Besides, now that you can speak German, you may want to move to Germany. We don't have homeschooling here, because no matter how bad the condition of your kid is, there will be school full of other kids with similar problems and a bunch of professionals to teach them. Free of charge of course.
Beleth Aug 11th 2011 8:45PM
They're going to hear those words eventually. Children need to learn that words are just words. But it seems most parents don't realize that.
But the game is rated "T" for Teen. Let's start there, shall we?
JKWood Aug 11th 2011 11:34PM
I was going to go on a profanity-laden rant about your lineage and taste in dating material... but I couldn't bring myself to do it, not even to prove a point.
The truth is, words do have power - always have, always will.
Scott Aug 11th 2011 8:49PM
RP servers tend to have a more "adult" population, though that can backfire too (in the case of Moongarde's reputation)
I would avoid PvP servers at all costs.
Mebbe it's time for Blizz to introduce G-Rated servers?
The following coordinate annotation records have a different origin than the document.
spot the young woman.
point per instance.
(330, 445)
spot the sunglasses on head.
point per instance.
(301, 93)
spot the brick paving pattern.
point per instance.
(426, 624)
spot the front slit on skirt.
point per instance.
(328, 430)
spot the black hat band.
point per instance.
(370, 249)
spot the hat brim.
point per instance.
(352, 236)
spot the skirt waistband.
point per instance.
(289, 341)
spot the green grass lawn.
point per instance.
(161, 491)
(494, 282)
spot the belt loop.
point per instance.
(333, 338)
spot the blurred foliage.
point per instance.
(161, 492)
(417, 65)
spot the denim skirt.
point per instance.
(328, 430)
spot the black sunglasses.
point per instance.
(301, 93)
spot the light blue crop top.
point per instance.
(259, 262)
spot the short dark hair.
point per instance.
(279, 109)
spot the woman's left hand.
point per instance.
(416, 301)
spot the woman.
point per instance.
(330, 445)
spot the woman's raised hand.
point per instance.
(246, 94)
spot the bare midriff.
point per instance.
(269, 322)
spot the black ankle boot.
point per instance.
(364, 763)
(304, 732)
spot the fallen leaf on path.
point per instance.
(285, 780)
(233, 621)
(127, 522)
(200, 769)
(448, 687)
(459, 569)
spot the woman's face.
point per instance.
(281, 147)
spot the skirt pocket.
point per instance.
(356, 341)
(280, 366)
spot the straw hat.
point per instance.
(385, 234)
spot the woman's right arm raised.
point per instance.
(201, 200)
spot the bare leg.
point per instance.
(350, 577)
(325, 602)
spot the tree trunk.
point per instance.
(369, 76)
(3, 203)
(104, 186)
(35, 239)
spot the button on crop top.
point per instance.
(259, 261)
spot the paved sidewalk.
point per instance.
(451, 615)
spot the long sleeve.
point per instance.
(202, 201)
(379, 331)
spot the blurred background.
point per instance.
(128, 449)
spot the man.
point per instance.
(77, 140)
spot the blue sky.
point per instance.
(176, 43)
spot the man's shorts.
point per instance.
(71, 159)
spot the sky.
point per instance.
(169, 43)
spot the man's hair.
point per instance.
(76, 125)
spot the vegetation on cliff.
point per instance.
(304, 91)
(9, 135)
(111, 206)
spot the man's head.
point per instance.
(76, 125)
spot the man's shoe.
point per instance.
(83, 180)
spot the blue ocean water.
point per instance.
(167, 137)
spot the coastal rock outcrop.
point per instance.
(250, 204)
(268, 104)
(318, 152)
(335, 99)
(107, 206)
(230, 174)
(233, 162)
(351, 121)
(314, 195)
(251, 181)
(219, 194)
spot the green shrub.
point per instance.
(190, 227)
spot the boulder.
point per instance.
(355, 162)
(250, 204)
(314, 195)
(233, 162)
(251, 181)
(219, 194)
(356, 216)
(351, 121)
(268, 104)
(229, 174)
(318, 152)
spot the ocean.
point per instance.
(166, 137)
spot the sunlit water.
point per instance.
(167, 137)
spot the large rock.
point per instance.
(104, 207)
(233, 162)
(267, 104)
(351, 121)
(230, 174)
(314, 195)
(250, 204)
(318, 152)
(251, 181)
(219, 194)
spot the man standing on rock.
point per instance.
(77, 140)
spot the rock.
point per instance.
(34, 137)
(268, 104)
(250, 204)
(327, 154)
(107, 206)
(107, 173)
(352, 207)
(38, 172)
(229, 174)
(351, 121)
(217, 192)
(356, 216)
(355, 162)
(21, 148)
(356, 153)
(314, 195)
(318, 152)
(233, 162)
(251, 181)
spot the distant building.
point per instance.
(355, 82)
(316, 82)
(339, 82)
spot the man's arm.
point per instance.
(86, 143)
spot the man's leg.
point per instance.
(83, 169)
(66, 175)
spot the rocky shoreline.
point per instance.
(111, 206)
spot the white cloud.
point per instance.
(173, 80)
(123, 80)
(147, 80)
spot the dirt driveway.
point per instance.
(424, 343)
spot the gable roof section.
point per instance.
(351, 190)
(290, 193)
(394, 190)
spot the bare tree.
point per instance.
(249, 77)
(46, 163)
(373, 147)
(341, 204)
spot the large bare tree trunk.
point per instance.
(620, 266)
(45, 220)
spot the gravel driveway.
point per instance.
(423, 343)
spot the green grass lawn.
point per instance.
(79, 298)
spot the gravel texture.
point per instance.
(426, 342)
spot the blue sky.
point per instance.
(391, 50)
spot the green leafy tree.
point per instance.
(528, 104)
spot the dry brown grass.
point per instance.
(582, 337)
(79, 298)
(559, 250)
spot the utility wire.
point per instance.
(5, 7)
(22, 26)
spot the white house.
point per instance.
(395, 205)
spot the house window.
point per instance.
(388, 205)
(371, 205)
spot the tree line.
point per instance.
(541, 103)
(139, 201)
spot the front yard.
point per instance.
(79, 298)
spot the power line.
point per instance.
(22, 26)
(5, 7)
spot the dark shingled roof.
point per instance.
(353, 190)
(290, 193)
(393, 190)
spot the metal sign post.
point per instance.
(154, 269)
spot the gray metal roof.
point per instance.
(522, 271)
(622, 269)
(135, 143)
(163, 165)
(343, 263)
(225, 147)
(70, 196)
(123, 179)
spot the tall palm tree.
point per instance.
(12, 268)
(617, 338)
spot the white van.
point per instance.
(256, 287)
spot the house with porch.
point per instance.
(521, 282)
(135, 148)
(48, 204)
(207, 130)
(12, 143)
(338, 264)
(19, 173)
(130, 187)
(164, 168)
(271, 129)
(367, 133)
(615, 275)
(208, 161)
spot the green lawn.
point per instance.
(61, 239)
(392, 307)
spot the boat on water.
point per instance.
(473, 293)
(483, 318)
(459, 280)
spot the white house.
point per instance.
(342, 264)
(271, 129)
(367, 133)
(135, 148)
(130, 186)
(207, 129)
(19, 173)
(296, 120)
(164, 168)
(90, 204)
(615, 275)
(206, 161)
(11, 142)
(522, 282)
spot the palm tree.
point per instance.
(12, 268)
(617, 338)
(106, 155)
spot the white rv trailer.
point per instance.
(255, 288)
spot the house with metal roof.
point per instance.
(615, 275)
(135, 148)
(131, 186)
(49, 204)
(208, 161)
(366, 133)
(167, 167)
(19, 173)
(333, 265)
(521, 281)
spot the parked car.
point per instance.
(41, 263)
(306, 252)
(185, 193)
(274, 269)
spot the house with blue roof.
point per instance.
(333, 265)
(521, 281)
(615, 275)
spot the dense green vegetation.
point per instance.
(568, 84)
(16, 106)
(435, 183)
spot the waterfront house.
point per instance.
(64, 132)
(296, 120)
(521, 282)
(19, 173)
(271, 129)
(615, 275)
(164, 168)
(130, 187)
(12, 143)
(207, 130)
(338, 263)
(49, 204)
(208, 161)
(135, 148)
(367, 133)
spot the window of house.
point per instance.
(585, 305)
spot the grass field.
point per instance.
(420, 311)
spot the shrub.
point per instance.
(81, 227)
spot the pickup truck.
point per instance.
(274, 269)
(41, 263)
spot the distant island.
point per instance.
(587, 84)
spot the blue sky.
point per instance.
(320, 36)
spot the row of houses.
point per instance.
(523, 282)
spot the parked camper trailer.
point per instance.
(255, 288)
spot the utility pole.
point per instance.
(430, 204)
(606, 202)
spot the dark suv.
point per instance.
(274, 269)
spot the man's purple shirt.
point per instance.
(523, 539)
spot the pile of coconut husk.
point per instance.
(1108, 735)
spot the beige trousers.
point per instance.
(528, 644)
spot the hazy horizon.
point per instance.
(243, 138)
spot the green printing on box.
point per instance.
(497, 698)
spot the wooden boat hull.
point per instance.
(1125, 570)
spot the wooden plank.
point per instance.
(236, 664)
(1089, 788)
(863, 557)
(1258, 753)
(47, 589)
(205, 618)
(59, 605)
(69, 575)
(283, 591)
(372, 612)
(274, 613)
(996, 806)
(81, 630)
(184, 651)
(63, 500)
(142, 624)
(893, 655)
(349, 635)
locksoflocks Aug 11th 2011 9:12PM
I completely agree with this idea, if they had "G" rated servers that were for kids and people's accounts could be banned from those servers by GMs so that they couldn't create an alt, that would be great. Then when an individual was reported for being inappropriate the GM could look into the issue and kids would be "safe".
However I must say that I do believe in desensitization and that is part of why I allow my kids to play violent games like wow, and also why I am ok with them PvPing. But a little bit at a time is what it takes, not bury them in it.
Scott Aug 11th 2011 9:20PM
at locksoflocks:
I have nothing against PvP, my concern is that PvP servers tend to attract, shall we say, less "mature" individuals than other types.
Before i get hate responses, let me be clear: plenty of players enjoy the PvP game (and PvP servers) and are responsible, mature and considerate gamers.
But the average misogynistic neanderthal who only wants to PWN noobs and trash talk will likely be found on a PvP server.
Arrohon Aug 11th 2011 10:08PM
I was going to play on Azgalor which is a pvp server but among other reasons I left hours after hitting 85 due to how obvious that everyone seemed to be a teenager or acted like one. It really turned me off from pvp servers especially since I don't pvp.